Can Vegetarian Kids & Meat-Eating Parents Co-Exist?

Catherine Crawford

When I was a kid, I used to pretend that I loved animals, and I even kept a special fund with my best friend with the sole aim of buying a pony. But the truth is, I didn’t even really like our cat that much (sorry Squeaky).

For a long time I thought that my oldest child was just pretending too. She’s been bugging me for a pet from the moment she could speak. After six years of steadfast devotion (and relentless pestering), I can no longer pretend that her animal-loving feelings are put on. I got her a parakeet (messy, loud Marvin), I’ll probably get her a turtle for Christmas (have mercy on me), and I’m pretty certain there’s a dog in my future (crap!).

I’ve come to terms with all of this, but I’m having a really hard time with my little zoologist’s determination to go vegetarian. She acts utterly stricken at the thought of eating meat. Can these feelings be real?

For a long time I just shut her down whenever she mentioned that she didn’t want to eat animals because she loves them too much: “Honey, all little kids need lots of protein, and it’s important to have meat in your diet so you can get enough and grow up. This is what I am serving. End of discussion.”

This worked for a while, but as she grows, so does her stubbornness. The most recent battle came a few days before a trip to Disneyland. My girl sat in front of her plate of untouched grilled chicken in a standoff, and she wasn’t going to budge. Finally, I told her that if she didn’t eat what the rest of the family was eating, then I couldn’t possibly take her on vacation with us. It would be too hard on me to cater to her special menu while on the road. That night, her love of It’s a Small World was more powerful, and she choked down her dinner.

I won, I guess, but I’m feeling surprisingly conflicted.
I REALLY don’t want to complicate my life more by furnishing a vegetarian menu (in addition to the rest of the family's vittles) morning, noon, and night, but I also don’t want to torture my daughter, a kid who tries to catch any bugs that mistakenly wander into our house so that she can put them outside before I stomp on them.

While doing a little research, I came across this video and accompanying explanation. It made me feel worse:


Ruby's mom writes:

I find so many closed minded parents try to tell me that I must have taught my daughter to be a vegetarian, that there is NO way she could have thought of this on her own. Or better yet lets be totalitarians instead of parents and just force them to follow our will instead of having minds of their own.
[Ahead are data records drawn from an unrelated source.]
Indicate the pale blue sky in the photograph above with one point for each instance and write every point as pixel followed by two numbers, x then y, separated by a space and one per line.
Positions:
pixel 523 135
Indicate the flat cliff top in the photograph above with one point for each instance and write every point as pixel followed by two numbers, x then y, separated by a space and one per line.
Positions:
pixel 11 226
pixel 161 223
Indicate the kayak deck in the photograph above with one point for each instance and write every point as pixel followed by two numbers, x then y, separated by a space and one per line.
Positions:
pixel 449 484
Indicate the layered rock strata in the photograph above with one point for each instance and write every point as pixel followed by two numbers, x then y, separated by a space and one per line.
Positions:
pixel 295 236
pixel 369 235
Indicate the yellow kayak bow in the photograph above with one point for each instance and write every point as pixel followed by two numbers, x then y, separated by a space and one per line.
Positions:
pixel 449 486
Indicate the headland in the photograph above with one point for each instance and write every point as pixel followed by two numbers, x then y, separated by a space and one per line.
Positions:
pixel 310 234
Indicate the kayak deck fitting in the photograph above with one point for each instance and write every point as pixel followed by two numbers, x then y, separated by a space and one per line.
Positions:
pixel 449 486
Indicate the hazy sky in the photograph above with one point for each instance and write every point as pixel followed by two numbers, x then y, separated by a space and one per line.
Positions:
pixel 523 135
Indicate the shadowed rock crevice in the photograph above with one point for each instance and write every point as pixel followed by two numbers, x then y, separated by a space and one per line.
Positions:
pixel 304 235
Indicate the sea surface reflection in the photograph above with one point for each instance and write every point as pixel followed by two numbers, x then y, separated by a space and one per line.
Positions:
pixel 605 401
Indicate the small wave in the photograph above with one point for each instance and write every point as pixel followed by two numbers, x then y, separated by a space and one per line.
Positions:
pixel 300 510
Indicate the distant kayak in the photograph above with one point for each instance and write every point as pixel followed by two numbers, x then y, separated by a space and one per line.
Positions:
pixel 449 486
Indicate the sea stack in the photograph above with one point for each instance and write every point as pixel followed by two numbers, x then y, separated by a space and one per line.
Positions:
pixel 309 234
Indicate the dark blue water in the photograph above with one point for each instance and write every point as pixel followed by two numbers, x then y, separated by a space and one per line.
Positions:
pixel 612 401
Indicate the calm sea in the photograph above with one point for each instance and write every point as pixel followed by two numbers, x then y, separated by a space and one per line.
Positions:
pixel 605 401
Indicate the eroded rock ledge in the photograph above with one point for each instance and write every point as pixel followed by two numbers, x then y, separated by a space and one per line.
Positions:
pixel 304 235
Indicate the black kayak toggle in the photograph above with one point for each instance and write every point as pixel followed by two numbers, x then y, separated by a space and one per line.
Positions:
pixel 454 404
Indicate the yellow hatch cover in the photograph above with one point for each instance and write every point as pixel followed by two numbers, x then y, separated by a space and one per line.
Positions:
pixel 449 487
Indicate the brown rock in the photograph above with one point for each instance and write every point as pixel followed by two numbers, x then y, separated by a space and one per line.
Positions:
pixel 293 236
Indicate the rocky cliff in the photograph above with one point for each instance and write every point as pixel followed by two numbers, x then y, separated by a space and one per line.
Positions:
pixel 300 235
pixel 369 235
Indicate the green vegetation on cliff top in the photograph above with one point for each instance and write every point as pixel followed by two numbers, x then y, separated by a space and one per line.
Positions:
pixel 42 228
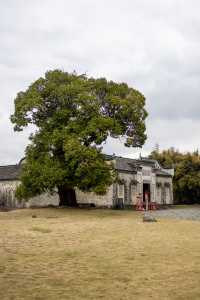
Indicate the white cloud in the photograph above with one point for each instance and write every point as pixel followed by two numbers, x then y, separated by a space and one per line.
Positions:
pixel 150 44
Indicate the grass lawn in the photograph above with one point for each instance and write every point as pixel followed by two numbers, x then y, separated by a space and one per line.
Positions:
pixel 97 254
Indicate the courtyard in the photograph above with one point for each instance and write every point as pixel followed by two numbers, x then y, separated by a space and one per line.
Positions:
pixel 57 253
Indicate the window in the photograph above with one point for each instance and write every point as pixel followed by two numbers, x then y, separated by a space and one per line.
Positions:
pixel 120 191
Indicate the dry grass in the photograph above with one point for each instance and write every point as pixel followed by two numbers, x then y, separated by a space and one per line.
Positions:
pixel 97 254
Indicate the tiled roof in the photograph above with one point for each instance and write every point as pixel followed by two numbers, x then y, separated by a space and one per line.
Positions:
pixel 9 172
pixel 126 164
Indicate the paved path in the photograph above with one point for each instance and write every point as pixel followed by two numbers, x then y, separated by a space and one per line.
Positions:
pixel 188 213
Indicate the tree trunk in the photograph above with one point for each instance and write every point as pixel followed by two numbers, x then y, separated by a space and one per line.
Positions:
pixel 67 196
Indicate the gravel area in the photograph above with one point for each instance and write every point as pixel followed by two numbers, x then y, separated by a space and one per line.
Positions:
pixel 188 213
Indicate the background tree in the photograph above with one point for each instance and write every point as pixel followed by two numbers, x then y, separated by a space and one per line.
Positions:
pixel 74 115
pixel 187 173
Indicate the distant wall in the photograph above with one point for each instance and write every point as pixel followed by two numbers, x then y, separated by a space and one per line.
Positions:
pixel 7 194
pixel 97 200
I'm hoping for a better future so I hope there are more parents out there encouraging their children to make some choices for themselves and not just bend to the will or passions of their parents. Sure it's nice to pass on traditions but if your kid gets physically ill at the idea of eating that traditional roasted turkey then lets pick our battles and let them NOT eat meat.

Man! Way to make me feel guilty.

I’m still undecided if I’ll indulge my little girl. This is what I’ll have to keep an eye on in her diet IF she’s allowed to go veg:

  • Energy/Calories -- Turns out, a vegetarian diet can dip down in the calories, which my kid definitely needs to accommodate her spaz outs.
  • Vitamin B12 -- Children should take supplements or eat foods that are fortified with vitamin B12 like fortified soy milk and some meat substitutes. Hmmm. Not sure how those will go over.
  • Vitamin D -- It’s not hard to get, as long as she’ll eat eggs, drink vitamin D fortified milk, and hang out in the sun. No problemo.
  • Iron -- Although certain fruits and vegetables contain iron, the absorption rate is much lower than that of meat, chicken, and fish. We’re certainly going to have to step up the iron foods.
  • Calcium -- It’s not all about milk (thank God, as my daughter will only tolerate it in cereal or doused with chocolate these days), calcium abounds in many vegetables like broccoli, sweet potatoes, and those leafy greens.  
  • Protein -- Of course, this is my big paranoia. She’ll be eating a lot of peanut butter and legumes, that’s for sure. 
  • Zinc -- Last but not least two of the best sources of zinc are meat and yogurt. So, she’ll get a lot of yogurt and perhaps a Zinc supplement. 

Wish me luck!

Do you have vegetarians in a meat-eating household?